For over three decades Gay Block sectioned society into groups that she could then portray through acute photographs of its members. Some of the projects were commissions. She began in the mid-seventies with members of the Jewish community in Houston (her hometown), which was a project for a significant anniversary of her synagogue. Other commissions in the eighties included work-and-home portraits of employees of a Texas grocery store chain and portraits of Texas artists. She has produced two books in collaboration with her partner Malka Drucker: Rescuers: Portraits of Moral Courage in the Holocaust (1992), for which they photographed and interviewed 105 rescuers from 10 countries, and White Fire: A Portrait of Women Spiritual Leaders in America (2003).
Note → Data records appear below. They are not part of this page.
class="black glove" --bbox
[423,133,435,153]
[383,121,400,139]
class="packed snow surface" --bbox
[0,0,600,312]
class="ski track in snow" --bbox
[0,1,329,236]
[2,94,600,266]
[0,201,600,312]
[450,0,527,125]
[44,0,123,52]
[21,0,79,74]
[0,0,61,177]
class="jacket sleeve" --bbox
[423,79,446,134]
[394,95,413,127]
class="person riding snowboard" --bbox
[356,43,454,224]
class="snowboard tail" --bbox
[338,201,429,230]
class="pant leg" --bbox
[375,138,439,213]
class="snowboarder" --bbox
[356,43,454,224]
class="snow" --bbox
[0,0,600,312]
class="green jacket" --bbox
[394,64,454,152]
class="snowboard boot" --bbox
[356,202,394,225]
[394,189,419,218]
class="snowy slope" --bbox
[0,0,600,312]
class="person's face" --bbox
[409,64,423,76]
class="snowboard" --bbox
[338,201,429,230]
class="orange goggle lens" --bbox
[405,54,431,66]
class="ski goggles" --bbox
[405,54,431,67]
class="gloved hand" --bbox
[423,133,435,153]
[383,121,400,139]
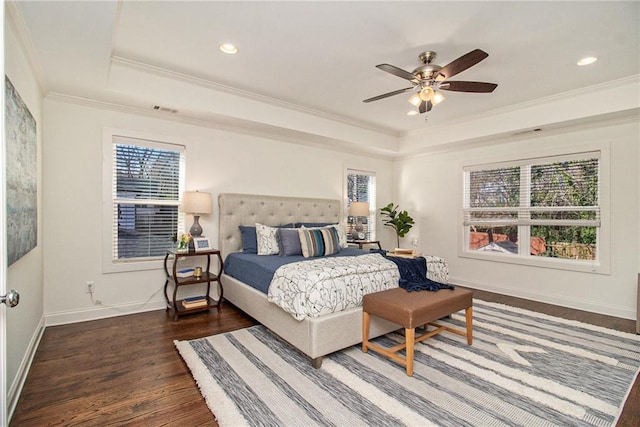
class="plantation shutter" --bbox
[345,169,376,240]
[464,153,600,227]
[112,137,185,261]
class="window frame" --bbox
[457,142,611,274]
[102,128,186,273]
[343,167,378,241]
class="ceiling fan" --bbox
[362,49,498,113]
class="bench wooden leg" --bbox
[404,328,416,377]
[362,310,371,353]
[464,307,473,345]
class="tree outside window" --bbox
[464,153,600,260]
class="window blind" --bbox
[345,169,376,240]
[112,137,184,260]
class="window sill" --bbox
[458,251,610,275]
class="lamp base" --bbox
[189,215,202,237]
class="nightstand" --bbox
[164,249,224,321]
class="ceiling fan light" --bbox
[420,86,435,102]
[576,56,598,67]
[409,93,422,107]
[220,43,238,55]
[431,92,444,105]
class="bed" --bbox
[218,193,442,368]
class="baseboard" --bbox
[449,276,636,320]
[45,298,167,326]
[7,316,45,421]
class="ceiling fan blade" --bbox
[362,86,413,102]
[440,81,498,93]
[436,49,489,81]
[376,64,418,83]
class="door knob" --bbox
[0,289,20,307]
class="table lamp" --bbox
[181,191,212,237]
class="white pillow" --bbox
[256,223,280,255]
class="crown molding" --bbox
[46,92,397,160]
[111,56,402,138]
[401,74,640,137]
[394,108,640,161]
[4,0,47,98]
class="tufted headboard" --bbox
[218,193,342,257]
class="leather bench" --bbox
[362,288,473,376]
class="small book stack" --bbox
[182,296,208,308]
[176,268,195,279]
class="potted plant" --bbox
[380,202,415,248]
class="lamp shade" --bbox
[349,202,369,216]
[181,191,211,215]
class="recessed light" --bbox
[220,43,238,55]
[577,56,598,67]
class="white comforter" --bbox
[268,254,400,320]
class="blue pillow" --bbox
[278,228,302,256]
[239,223,293,254]
[240,225,258,254]
[296,222,336,228]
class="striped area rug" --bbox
[175,300,640,427]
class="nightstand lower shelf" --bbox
[172,297,221,317]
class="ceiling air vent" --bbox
[153,105,178,114]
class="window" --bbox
[464,152,601,264]
[105,135,185,271]
[346,169,376,240]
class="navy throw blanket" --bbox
[372,250,455,292]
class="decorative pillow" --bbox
[256,223,280,255]
[296,222,335,228]
[298,228,324,258]
[239,225,258,254]
[320,226,340,255]
[298,227,340,258]
[278,228,302,256]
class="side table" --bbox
[164,249,224,321]
[347,240,382,249]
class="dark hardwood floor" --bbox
[10,291,640,427]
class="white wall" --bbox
[395,120,640,319]
[2,10,44,413]
[43,97,392,324]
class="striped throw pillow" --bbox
[298,227,340,258]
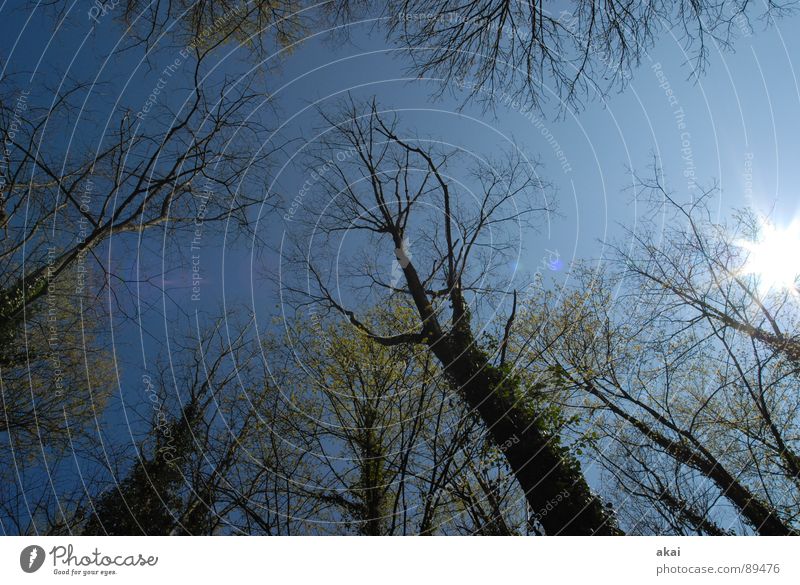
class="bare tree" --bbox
[287,102,618,534]
[512,182,800,535]
[386,0,794,106]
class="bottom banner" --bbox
[0,536,800,585]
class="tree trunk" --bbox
[431,333,622,535]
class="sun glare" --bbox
[739,221,800,293]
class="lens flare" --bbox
[737,221,800,294]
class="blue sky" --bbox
[0,2,800,528]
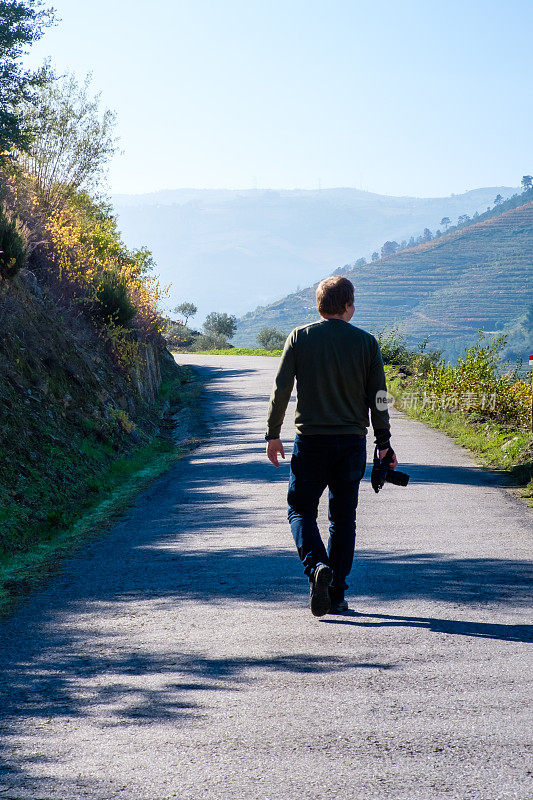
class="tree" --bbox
[174,303,198,325]
[0,0,54,162]
[257,328,286,350]
[204,311,237,339]
[21,66,116,208]
[381,242,398,258]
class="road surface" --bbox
[0,356,533,800]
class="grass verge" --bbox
[0,366,201,616]
[385,366,533,506]
[172,347,282,357]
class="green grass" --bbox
[0,372,204,614]
[173,347,282,357]
[385,366,533,505]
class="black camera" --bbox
[370,447,409,494]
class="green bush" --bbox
[257,328,287,350]
[424,331,532,428]
[376,325,442,375]
[96,271,137,326]
[0,209,28,278]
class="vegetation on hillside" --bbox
[382,330,533,504]
[163,302,237,353]
[0,0,195,604]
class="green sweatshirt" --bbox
[267,319,390,446]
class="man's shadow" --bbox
[320,609,533,642]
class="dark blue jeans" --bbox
[287,434,366,598]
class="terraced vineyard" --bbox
[235,192,533,357]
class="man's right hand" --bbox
[267,439,285,467]
[378,447,398,469]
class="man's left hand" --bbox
[266,439,285,467]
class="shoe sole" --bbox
[327,605,349,614]
[309,566,332,617]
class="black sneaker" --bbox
[309,564,332,617]
[328,600,348,614]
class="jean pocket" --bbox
[335,448,366,483]
[291,452,325,483]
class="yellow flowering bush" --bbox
[42,192,164,372]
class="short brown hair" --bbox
[316,275,354,316]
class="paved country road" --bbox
[0,356,533,800]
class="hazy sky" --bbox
[29,0,533,196]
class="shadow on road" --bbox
[0,360,532,792]
[320,610,533,642]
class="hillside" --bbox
[235,192,533,357]
[113,187,515,324]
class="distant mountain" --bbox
[113,186,516,324]
[235,190,533,358]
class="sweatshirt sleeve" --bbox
[267,331,296,439]
[367,338,390,450]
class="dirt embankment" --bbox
[0,270,184,554]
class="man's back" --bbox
[268,319,389,436]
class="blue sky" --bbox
[28,0,533,196]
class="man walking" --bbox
[265,275,398,617]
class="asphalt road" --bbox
[0,356,533,800]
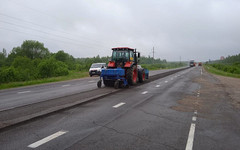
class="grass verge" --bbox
[0,72,89,90]
[203,65,240,78]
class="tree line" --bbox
[0,40,185,84]
[206,54,240,74]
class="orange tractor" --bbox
[97,47,149,88]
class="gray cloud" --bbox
[0,0,240,61]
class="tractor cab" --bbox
[108,47,137,68]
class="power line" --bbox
[0,27,106,48]
[0,20,108,47]
[0,13,106,42]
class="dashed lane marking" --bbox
[142,91,148,94]
[62,84,70,87]
[192,116,197,121]
[194,110,197,115]
[185,123,196,150]
[28,131,68,148]
[113,102,126,108]
[18,91,31,94]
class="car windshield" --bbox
[91,64,104,68]
[112,51,129,61]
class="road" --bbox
[0,69,185,111]
[0,67,240,150]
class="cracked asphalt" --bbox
[0,67,240,150]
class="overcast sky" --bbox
[0,0,240,61]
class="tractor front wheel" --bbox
[126,66,138,85]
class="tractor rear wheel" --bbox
[126,66,138,85]
[114,80,119,89]
[138,70,145,83]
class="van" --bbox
[89,63,106,77]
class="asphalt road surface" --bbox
[0,69,184,111]
[0,67,240,150]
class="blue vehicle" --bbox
[97,47,149,88]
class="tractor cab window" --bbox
[130,51,134,61]
[112,51,129,61]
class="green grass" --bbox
[203,65,240,78]
[0,64,188,90]
[0,72,89,89]
[141,63,186,70]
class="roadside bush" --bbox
[0,67,16,83]
[38,58,69,78]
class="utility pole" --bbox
[153,47,154,59]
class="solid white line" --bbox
[28,131,68,148]
[18,91,31,94]
[192,116,197,121]
[62,84,70,87]
[185,123,196,150]
[142,91,148,94]
[113,103,126,108]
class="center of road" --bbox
[18,91,31,94]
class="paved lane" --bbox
[0,69,187,111]
[0,69,201,149]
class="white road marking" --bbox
[192,116,197,121]
[185,123,196,150]
[18,91,31,94]
[28,131,68,148]
[62,84,70,87]
[142,91,148,94]
[113,103,126,108]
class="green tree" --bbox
[0,48,7,67]
[10,40,50,59]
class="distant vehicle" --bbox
[89,63,106,77]
[189,60,195,67]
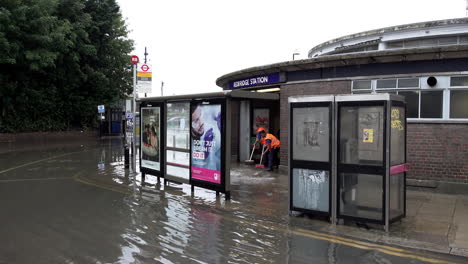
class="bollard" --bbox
[124,144,130,169]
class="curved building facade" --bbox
[216,18,468,183]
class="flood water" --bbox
[0,136,462,263]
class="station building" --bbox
[216,18,468,183]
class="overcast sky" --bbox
[117,0,466,96]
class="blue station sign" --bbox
[229,72,284,90]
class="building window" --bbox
[398,91,419,118]
[377,79,396,89]
[353,80,372,91]
[450,76,468,86]
[352,76,468,120]
[450,90,468,118]
[420,91,444,118]
[398,78,419,88]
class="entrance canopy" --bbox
[138,90,279,199]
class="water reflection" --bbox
[0,137,446,263]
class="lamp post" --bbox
[293,52,300,60]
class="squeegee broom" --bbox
[255,145,266,169]
[244,144,255,165]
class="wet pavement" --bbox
[0,135,468,263]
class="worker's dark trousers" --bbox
[264,148,279,169]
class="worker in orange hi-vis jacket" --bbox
[258,129,281,171]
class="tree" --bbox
[0,0,133,132]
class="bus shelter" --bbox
[138,90,278,199]
[289,94,406,230]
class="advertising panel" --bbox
[141,107,161,171]
[191,103,222,184]
[252,108,270,135]
[166,102,190,182]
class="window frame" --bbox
[351,74,468,122]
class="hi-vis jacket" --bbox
[265,133,281,149]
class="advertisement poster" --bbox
[140,107,161,171]
[190,103,222,184]
[252,108,270,135]
[166,102,190,182]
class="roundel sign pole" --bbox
[130,55,140,172]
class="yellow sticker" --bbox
[362,128,374,143]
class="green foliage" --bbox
[0,0,133,133]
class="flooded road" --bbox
[0,139,463,263]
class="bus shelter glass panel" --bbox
[290,102,331,214]
[166,102,190,182]
[140,107,161,171]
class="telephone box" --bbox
[289,96,334,217]
[335,94,406,231]
[289,94,406,230]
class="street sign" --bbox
[141,64,150,72]
[137,64,153,93]
[130,55,140,64]
[98,105,106,114]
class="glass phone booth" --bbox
[289,96,334,220]
[335,94,406,231]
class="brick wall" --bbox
[280,81,351,166]
[407,123,468,183]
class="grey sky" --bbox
[117,0,466,96]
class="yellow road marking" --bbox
[0,151,83,174]
[290,229,455,264]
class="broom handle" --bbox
[249,144,255,160]
[260,145,265,165]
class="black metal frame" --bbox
[164,100,191,184]
[289,102,334,217]
[139,102,166,178]
[250,103,272,136]
[190,98,230,197]
[336,100,389,225]
[388,101,408,224]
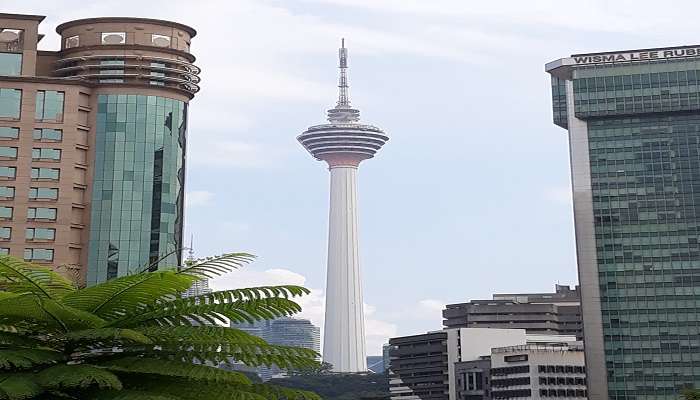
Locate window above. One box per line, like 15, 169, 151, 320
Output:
32, 168, 61, 181
29, 188, 58, 200
151, 62, 166, 86
27, 207, 57, 221
63, 35, 80, 49
0, 52, 22, 76
0, 126, 19, 139
35, 90, 65, 122
100, 60, 124, 83
25, 228, 56, 241
151, 33, 170, 47
32, 147, 61, 160
24, 249, 53, 261
0, 207, 12, 219
0, 146, 17, 158
33, 128, 63, 142
102, 32, 126, 44
0, 186, 15, 200
0, 167, 17, 179
0, 88, 22, 119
The traveling exhibition for Rescuers has been to over 50 venues in the US and abroad. In 1981, Block photographed girls at Camp Pincliffe, and has recently sought out those same girls to investigate who they are now, twenty-five years later. Also in the early 1980s, she photographed Jewish pensioners in South Miami Beach, and most recently, she has photographed lesbians in Santa Fe, New Mexico. She photographed her mother from 1973 until Bertha Alyce’s death in 1991.
Block started working in black-and-white, but switched primarily to color in the 1980s. She often videotapes interviews as well as photographs her subjects and has edited those tapes into four different documentaries. Her most fully realized project was the three part remembrance of her mother: an award-winning video, a traveling exhibition of video, appropriated images and portraits, and a book, Bertha Alyce: Mother ExPosed in which she searched for a way to redeem her difficult mother. While she works in series, her camera is usually close at hand and many of her most piercing images are single portraits of people, ranging from a friend of 30 years to a young girl whom she saw in a parking lot and asked if she minded being photographed.
The title of Block’s exhibition is Portrait Projects, but it could also have been Close to Home. Even when she is photographing rescuers or spiritual leaders in distant locations, she has selected themes that embody her own personal quests. She has always said, “My portraits are my truth, not necessarily THE truth”. Photographing different Jewish communities was part of her coming to terms with being a politically liberal, Jewish woman in the second-half of the twentieth century. An early project photographing people nude and clothed related to her questioning values associated with body image. Her photographs at Camp Pincliffe relate to her own attendance at that camp decades earlier and the subsequent attendance of her daughter the year she photographed the campers. Many of the women in Out in Santa Fe are her friends or they are lesbians who frequent the same dance club as she and her partner. Block is a wise, empathetic woman who connects with her sitters and through that connection engages them in ways that engage us.